Saturday, December 28, 2019

AfricaNLP2020 (Addis Ababa, 26-4-20) & related items

Quick post to call attention to an upcoming workshop on machine learning (ML) and natural language processing (NLP) in African languages, and its call for participation. Also a list of related initiatives, including the Machine Learning and Data Science in Africa (MLDS Africa) forum.

AfricaNLP2020 workshop - "Unlocking Local Languages"


The AfricaNLP2020 workshop will be held on 26 April 2020 as part of the Eighth International Conference on Learning Representations (ICLR) in Addis Ababa, Ethiopia. The workshop is describes as follows:
"The rise in ML community efforts on the African continent has led to a growing interest in Natural Language Processing, particularly for African languages which are typically low resource languages. This interest is manifesting in the form of national, regional, continental and even global collaborative efforts to build corpora, as well as the application of the aggregated corpora to various NLP tasks."

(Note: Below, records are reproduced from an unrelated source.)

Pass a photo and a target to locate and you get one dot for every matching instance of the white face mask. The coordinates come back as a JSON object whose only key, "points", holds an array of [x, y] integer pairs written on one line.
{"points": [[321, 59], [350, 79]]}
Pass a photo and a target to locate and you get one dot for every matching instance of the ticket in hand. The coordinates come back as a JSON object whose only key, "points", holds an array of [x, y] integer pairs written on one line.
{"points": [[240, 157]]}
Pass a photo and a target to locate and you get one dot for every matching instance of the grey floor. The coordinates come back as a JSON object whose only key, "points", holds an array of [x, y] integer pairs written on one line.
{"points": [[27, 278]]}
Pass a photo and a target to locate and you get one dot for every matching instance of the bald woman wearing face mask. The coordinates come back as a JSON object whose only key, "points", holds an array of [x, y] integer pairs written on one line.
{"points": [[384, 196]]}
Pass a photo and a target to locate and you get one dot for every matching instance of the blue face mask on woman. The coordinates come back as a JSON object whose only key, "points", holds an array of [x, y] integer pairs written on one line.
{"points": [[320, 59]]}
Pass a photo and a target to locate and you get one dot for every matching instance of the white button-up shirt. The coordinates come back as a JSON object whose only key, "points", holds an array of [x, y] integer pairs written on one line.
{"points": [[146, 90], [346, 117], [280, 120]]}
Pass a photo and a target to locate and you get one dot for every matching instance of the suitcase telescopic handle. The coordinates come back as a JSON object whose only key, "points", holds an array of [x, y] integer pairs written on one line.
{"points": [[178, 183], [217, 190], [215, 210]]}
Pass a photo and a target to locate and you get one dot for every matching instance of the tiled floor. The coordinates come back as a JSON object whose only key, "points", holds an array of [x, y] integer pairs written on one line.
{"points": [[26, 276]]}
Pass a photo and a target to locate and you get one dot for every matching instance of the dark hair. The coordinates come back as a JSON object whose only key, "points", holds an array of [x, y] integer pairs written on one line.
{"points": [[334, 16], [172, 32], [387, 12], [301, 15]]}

The workshop aims are described as:
"• to showcase this work being done by the African NLP community and provide a platform to share this expertise with a global audience interested in NLP techniques for low resource languages;
• to provide a platform for the groups involved with the various projects to meet, interact, share and forge closer collaboration;
• to provide a platform for junior researchers to present papers, solutions, and begin interacting with the wider NLP community;
• to present an opportunity for more experienced researchers to further publicize their work and inspire younger researchers through keynotes and invited talks."

Submissions "for oral and poster presentations on a wide variety of NLP tasks for Afrcan languages ...  will be evaluated and selected through a peer review process." Deadline: 1 February 2020. (They can be submitted via EasyChair.org.)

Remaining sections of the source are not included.